8. coating according to claim 1, wherein the nanometer additive base material is connect with the organopolysiloxane Before, with vinyl, surface functionalization is preferably carried out as silane reagent by using trimethoxy (vinyl) silane.

9. coating according to claim 1, wherein the nanometer additive base material is particles of the 10nm to 10 μ m in size.

10. coating according to claim 8 or claim 9, wherein the nanometer additive base material is selected from the group being made up of:Carbon Nanotube, graphene oxide and the graphene oxide of reduction, clay, nano SiO 2 particle or polyhedral oligomeric sesquialter Siloxanes.

11. coating according to claim 1, wherein the siloxy connector includes not before forming covalent bond Hydrolyzable moiety, preferred vinyl and siloxy moieties.

12. coating according to claim 11, wherein the siloxy moieties via silicyl-ether bridge with it is described Nanometer additive base material covalent bond.

13. coating according to claim 12, wherein the non-hydrolysable part, preferred vinyl, with the polymer Organopolysiloxane covalent bond.

14. a kind of method being used to prepare coating comprising following steps:

A) silane reagent, preferred vinyl trialkoxy silane is made to be reacted with nanometer additive base material, the nanometer additive base Material is optionally functionalized by hydroxyl surface,

15. according to the method for claim 14, wherein the catalyst is selected from the 10th race's element.

16. according to the method for claim 15, wherein the catalyst includes platinum.

17. a kind of coating according to any one of the preceding claims is used to coat the purposes of base material, the base material is preferred Natural or staple fibre.

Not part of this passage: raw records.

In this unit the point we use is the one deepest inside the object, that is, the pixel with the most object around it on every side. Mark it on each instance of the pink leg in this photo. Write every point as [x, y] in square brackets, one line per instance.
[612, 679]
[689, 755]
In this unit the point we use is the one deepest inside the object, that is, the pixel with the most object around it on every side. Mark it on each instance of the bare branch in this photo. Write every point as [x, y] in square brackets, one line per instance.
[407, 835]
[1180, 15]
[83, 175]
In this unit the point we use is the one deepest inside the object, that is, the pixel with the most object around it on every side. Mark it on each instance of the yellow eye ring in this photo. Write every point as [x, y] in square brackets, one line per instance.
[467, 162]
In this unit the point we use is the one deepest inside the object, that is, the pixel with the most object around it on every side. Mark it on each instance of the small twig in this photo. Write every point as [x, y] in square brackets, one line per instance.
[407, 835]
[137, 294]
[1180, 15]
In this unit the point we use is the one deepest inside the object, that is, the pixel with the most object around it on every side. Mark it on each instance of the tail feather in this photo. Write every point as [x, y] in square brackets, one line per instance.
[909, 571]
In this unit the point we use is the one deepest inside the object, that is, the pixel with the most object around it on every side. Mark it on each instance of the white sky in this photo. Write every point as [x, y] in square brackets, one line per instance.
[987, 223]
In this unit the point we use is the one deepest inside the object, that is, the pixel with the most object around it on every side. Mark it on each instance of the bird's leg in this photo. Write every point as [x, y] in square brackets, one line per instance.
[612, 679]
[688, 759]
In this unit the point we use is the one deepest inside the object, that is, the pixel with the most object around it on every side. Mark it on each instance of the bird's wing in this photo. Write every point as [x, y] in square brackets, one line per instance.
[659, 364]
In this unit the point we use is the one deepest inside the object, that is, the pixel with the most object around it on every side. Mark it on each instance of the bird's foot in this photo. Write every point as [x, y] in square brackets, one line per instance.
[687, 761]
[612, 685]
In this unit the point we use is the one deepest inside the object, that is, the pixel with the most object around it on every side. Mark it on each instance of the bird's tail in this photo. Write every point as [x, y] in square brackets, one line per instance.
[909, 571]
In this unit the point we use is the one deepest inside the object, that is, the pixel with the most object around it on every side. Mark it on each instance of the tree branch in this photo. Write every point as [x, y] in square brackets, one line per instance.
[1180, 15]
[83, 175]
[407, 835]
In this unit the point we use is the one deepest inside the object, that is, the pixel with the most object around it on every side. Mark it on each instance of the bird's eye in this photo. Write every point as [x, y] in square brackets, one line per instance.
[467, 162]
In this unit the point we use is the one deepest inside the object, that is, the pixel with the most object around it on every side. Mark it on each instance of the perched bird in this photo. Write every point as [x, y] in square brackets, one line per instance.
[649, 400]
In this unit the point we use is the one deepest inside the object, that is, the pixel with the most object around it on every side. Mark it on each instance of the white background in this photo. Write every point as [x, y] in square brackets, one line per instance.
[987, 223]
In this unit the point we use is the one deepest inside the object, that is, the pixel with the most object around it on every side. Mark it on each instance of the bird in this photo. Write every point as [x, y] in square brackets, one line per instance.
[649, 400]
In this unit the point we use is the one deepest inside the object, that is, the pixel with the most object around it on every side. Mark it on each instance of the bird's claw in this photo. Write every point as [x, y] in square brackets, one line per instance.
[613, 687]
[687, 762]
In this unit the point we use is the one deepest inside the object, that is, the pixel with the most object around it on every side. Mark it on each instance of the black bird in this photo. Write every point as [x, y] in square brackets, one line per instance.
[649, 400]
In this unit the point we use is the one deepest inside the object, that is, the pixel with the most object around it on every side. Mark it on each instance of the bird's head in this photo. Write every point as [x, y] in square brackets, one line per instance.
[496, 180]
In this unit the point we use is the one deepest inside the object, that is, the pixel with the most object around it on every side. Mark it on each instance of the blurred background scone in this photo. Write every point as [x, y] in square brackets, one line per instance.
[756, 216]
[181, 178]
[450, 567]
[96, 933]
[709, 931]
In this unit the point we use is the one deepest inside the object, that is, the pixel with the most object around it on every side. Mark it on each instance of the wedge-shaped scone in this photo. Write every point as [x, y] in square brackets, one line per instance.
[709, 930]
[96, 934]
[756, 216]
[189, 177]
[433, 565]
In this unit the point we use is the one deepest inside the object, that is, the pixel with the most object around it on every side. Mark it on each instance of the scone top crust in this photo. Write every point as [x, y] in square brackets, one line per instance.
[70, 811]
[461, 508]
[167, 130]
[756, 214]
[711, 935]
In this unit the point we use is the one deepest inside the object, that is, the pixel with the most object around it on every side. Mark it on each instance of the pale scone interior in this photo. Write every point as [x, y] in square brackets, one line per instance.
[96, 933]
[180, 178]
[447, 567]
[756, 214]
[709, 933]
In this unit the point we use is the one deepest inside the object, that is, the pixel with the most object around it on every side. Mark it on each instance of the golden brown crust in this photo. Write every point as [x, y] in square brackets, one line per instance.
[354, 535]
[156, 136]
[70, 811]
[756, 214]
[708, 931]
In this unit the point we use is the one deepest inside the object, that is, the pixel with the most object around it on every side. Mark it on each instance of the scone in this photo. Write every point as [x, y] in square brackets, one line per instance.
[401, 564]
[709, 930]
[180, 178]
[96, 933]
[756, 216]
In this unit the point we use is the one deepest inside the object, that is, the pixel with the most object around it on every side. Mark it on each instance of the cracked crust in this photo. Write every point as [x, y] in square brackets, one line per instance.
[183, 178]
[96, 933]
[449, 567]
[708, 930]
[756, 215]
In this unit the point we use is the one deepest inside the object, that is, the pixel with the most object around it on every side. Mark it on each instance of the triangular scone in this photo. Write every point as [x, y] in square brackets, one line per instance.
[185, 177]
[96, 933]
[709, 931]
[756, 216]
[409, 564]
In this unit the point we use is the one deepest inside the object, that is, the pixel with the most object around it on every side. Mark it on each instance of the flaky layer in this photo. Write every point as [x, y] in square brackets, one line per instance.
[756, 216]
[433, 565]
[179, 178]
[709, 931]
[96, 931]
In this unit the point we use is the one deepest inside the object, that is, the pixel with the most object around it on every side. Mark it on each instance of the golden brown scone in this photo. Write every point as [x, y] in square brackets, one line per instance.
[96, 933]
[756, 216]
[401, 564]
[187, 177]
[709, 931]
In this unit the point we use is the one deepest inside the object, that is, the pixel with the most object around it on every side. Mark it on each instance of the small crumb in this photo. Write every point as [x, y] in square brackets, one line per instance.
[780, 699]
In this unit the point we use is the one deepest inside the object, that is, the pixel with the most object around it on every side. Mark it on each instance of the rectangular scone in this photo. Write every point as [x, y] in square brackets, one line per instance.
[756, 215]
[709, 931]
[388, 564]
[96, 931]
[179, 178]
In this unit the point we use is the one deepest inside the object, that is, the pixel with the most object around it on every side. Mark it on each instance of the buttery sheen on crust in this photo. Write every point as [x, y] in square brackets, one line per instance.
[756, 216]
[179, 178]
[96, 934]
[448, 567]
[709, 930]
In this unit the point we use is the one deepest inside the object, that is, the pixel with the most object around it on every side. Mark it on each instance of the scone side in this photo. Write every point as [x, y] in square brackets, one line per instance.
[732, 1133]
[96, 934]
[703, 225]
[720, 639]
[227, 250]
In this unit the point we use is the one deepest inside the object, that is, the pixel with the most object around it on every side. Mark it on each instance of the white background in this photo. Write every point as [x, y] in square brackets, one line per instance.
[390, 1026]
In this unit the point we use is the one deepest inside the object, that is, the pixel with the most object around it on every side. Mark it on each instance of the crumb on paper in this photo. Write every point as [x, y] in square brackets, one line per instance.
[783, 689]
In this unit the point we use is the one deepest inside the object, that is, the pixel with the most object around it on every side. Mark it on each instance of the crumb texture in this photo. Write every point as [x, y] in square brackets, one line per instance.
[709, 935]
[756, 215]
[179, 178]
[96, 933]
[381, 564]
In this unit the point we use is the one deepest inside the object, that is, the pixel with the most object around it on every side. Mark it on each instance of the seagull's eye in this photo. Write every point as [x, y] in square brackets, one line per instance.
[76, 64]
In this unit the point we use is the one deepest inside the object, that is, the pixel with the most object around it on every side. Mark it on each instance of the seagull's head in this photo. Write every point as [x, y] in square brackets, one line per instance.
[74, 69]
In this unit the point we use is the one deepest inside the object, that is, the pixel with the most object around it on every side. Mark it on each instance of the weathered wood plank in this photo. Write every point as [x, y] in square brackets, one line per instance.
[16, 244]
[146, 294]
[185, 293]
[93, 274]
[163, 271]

18. a kind of method of coating base material, the preferred fiber of base material comprising following steps:

A) coating according to any one of the preceding claims is dissolved in a solvent to form coating solution;

B) base material is immersed in the coating solution;And

C) base material is taken out from the coating solution.

19. according to the method for claim 18, further comprising the dry base material from step (c) to remove The step of stating solvent (d).

20. according to the method for claim 19, wherein the solvent used is selected from by toluene, dichloromethane and chloroform group At group.

21. a kind of painting with superhydrophobic property that can be obtained by the method according to any one of claim 18 to 20 Cover base material.

22. coating base material according to claim 21 is used for textile process, packaging material, paper industry, antifouling clothes Dress, gym suit and sail.

23. a kind of polymer nanocomposite additive composite material, it includes with the covalently bound nanometer additive of organopolysiloxane,

The wherein described nanometer additive includes:

A) nanometer additive base material, and

B) connector, the connector by siloxy moieties at one end with the nanometer additive base material covalent bond simultaneously And in the other end and the organopolysiloxane covalent bond;

And the wherein described organopolysiloxane includes the non-end unit of one or more formulas (III) in polymer chain:

Wherein

R¹Independently selected from hydrogen, C₁To C₁₀Alkyl, C₁To C₁₀Alkenyl, C₁To C₁₀Alkyl-C₆To C₁₀Aryl or C₆To C₁₀Aryl;And And R¹Preferably methyl;

And X is the key combined with the connector.

24. polymer nanocomposite additive composite material according to claim 23, wherein the organopolysiloxane with It is poly- (methyl hydrogen siloxane) of representative formula (II) before the connector covalent bonding:

Wherein R¹It indicates methyl, and n is integer, is selected to indicate so that poly- (methyl hydrogen siloxane) has about 390 To the integer of about 10,000 molecular weight ranges.

25. polymer nanocomposite additive composite material according to claim 23, wherein the nanometer additive be selected from by Group consisting of:Carbon nanotube, graphene oxide and the graphene oxide of reduction, clay, nano SiO 2 particle Or polyhedral oligomeric silsesquioxane.